Eine zweite Strassenröhre am Gotthard ist finanz-, staats- und verkehrspolitisch die falsche Lösung, um den bestehenden Tunnel zu sanieren. Die Alpen-Initiative ist deshalb erstaunt, dass der Ständerat auf die Vorlage des Bundesrats eingetreten ist.
Finanzpolitisch falsch: Der Eidgenossenschaft fehlt das Geld, um die Bahn- und Strasseninfrastruktur optimal in Stand zu halten und regionalen Wünschen nach Ausbauten an besonders belasteten Stellen nachzukommen. Es widerspricht dem Grundsatz des haushälterischen Umgangs mit Steuergeldern, wenn in dieser Situation für die Sanierung des Gotthard-Strassentunnels drei Milliarden Franken mehr ausgegeben werden als nötig. So viel teurer ist – Langfristkosten eingerechnet – eine zweite Röhre als der temporäre Verlad von Autos und Lastwagen. Dass ein Verlad machbar ist, haben die Fachleute des Bundes aufgezeigt (BAV, Astra, Studie SMA).

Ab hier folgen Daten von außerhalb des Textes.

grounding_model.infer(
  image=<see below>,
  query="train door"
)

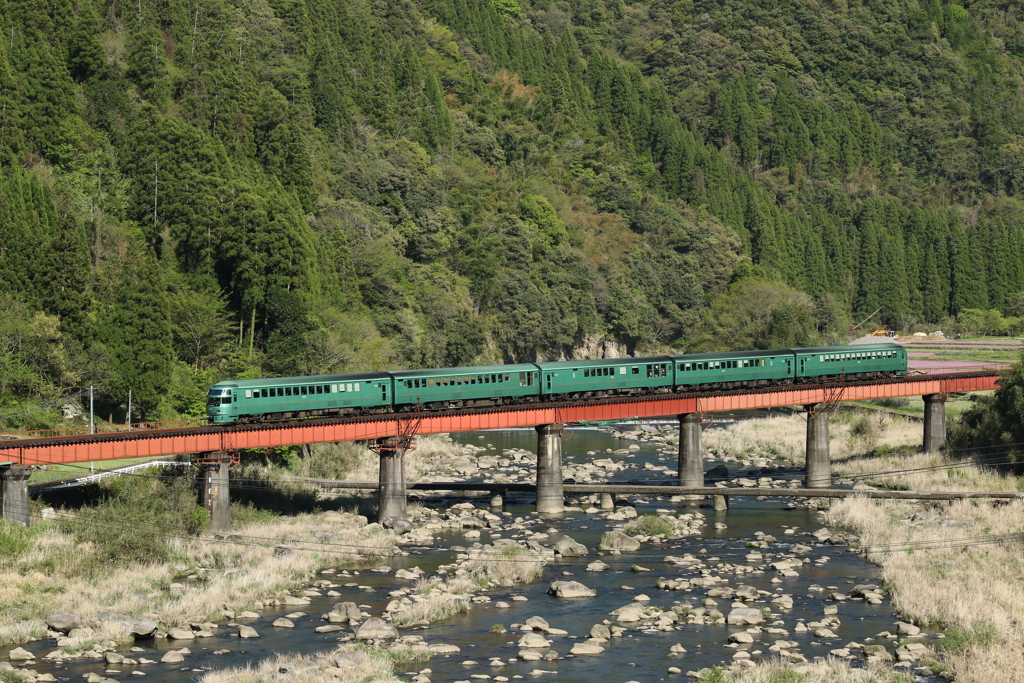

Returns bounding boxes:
[545,373,552,393]
[799,357,806,375]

Staatspolitisch bedenklich: Der Bundesrat will per Gesetz absichern, dass die Strassenkapazitäten am Gotthard nicht voll genutzt werden, wenn 2030 die zwei Röhren bereit stehen sollten. Das vorgeschla-gene Gesetz verstösst, wie namhafte Juristen feststellen, gegen Artikel 84. der Verfassung. Zudem lassen sich dieses Gesetz und die Verfassung jederzeit abändern, insbesondere dann, wenn die Fakten bereits geschaffen und die Milliarden bereits ausgegeben sind. Wer baut schon ein zweistöckiges Haus und lässt gesetzlich verankern, dass immer nur ein Stock bewohnt werden darf? Überdies nutzt der Bund schon heute Pannenstreifen als Fahrspuren – dies unter dem Titel der „Verkehrsverflüssigung“ (Projekt PUN). Dieses Vorgehen widerspricht dem schweizerischen Demokratie-Verständnis.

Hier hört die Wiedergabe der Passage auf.